We rehearsed in quartets, which I absolutely love because I am between tenor Kyle Van Schoonhoven and bass Andrew Maggio (the soprano in quartet 10 – we are the ends of our sections – is Shari Perman). The listening in the ensemble is different when we are mixed, and it helps build our consciousness and awareness of the intricacies of other parts. It can also be helpful for our tuning, as it will lay bare any challenging moments in the repertoire. We rehearsed Hymn to St. Cecelia, The Ballad of Green Broom, and Der Geist Hilft. The last time we rehearsed these was before our performance at the ACDA national convention in Dallas last March, and it is exciting to return to them here, and now, when stresses of classes, recitals, and oral exams has ended.

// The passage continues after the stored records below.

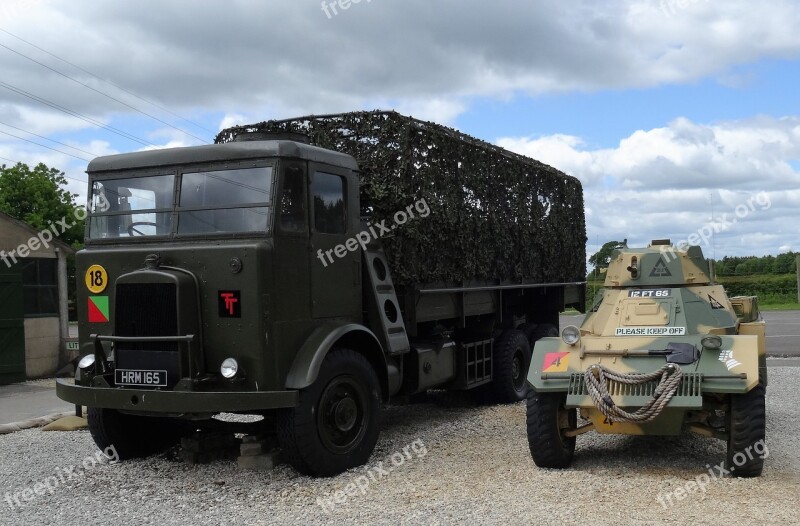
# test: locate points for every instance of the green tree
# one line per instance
(602, 258)
(38, 197)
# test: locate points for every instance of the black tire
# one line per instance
(545, 330)
(746, 433)
(510, 361)
(547, 417)
(131, 436)
(530, 332)
(336, 423)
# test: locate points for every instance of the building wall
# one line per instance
(42, 342)
(43, 353)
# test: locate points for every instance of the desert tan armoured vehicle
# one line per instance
(663, 350)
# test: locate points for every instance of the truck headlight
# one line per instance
(571, 335)
(711, 341)
(229, 368)
(86, 362)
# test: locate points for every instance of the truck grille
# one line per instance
(146, 309)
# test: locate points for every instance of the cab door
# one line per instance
(335, 257)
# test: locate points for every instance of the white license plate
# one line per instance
(140, 378)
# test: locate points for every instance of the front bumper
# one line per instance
(154, 401)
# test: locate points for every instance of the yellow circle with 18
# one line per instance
(96, 279)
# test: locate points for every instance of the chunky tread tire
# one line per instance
(299, 432)
(131, 436)
(530, 331)
(511, 359)
(747, 427)
(548, 447)
(545, 330)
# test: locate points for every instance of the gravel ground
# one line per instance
(460, 465)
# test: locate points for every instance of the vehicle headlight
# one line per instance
(86, 362)
(229, 368)
(711, 341)
(571, 335)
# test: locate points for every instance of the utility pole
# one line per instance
(797, 273)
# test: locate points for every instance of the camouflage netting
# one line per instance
(495, 215)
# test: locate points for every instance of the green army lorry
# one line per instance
(309, 270)
(663, 351)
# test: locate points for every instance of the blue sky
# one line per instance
(770, 87)
(664, 109)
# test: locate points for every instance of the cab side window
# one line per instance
(330, 207)
(293, 200)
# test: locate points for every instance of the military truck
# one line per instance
(663, 350)
(308, 270)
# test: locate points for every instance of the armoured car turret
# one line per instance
(663, 350)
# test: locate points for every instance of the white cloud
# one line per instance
(674, 181)
(432, 57)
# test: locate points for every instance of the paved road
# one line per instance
(783, 332)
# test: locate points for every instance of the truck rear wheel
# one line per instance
(512, 356)
(131, 436)
(548, 419)
(746, 433)
(335, 426)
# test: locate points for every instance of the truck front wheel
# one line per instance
(548, 419)
(131, 436)
(335, 426)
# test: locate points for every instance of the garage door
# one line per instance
(12, 328)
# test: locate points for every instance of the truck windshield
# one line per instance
(188, 203)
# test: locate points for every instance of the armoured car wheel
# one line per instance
(131, 436)
(547, 419)
(512, 356)
(746, 433)
(335, 426)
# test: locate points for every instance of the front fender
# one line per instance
(307, 363)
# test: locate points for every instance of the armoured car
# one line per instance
(662, 351)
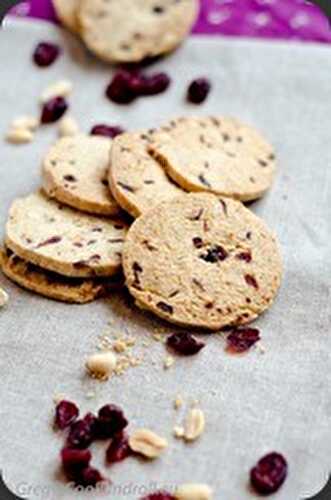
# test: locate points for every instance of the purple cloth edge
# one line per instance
(240, 18)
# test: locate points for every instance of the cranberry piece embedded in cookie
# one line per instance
(269, 473)
(107, 130)
(215, 254)
(242, 339)
(46, 54)
(66, 413)
(185, 343)
(111, 420)
(53, 110)
(198, 90)
(74, 461)
(118, 449)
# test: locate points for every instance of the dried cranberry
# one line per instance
(198, 90)
(74, 461)
(127, 85)
(185, 343)
(154, 84)
(66, 413)
(119, 89)
(81, 435)
(159, 495)
(92, 421)
(53, 110)
(89, 477)
(242, 339)
(118, 449)
(111, 420)
(214, 254)
(107, 130)
(269, 473)
(46, 54)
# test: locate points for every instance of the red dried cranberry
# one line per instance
(66, 413)
(107, 130)
(92, 421)
(269, 473)
(111, 420)
(118, 449)
(127, 85)
(81, 435)
(242, 339)
(154, 84)
(119, 89)
(89, 477)
(74, 461)
(198, 90)
(185, 343)
(159, 495)
(214, 254)
(53, 110)
(46, 54)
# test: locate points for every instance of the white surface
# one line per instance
(254, 403)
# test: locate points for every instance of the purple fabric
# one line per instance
(284, 19)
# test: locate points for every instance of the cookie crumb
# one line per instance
(261, 348)
(62, 88)
(4, 298)
(168, 362)
(68, 127)
(194, 424)
(57, 398)
(19, 136)
(178, 403)
(194, 492)
(90, 395)
(102, 365)
(26, 122)
(179, 431)
(147, 443)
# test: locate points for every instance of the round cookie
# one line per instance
(75, 172)
(66, 11)
(202, 261)
(62, 240)
(53, 285)
(220, 155)
(132, 30)
(137, 181)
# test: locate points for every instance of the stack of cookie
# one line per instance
(198, 258)
(129, 30)
(57, 248)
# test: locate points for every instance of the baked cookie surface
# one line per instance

Tonight was a full orchestral dress rehearsal for the opera, and we are enjoying our costumes to the utmost. The costume designer, Roberta Guidi di Bagno, has an international reputation and our outfits are further evidence her visionary status. Although they were made in Italy, the costumes for the chorus women of Le Villi have 50s floral print dresses with the silhouette characteristic of June Cleaver.
The tiny waists and blue hues (all slightly different but all echoing the forget-me-not flower print of the wall-papered set) are accented by our Doris Day flipped-up, bobbed wigs and headbands. The men of the Le Villi chorus are in dapper suits, all in a cream, tan, and brown color palate. They look ready for a game of cricket at Downton Abbey!
The flip side of these costumes is, of course, the crazy train. After the first two scenes, the women have a complete change – new wigs, new make-up, new clothes. We go from Stepford Wife to mental patient in moments.
Our wigs are outrageous – some have bald spots, some look like they haven’t been brushed in years, all look frightening. We don full canvas hospital gowns, complete with back ties.We are barefoot, and our eyes are blacked out.
The individual effect is scary, the collective effect is terrifying. It will be fascinating to see the effect this has on an audience when we finally get to share it!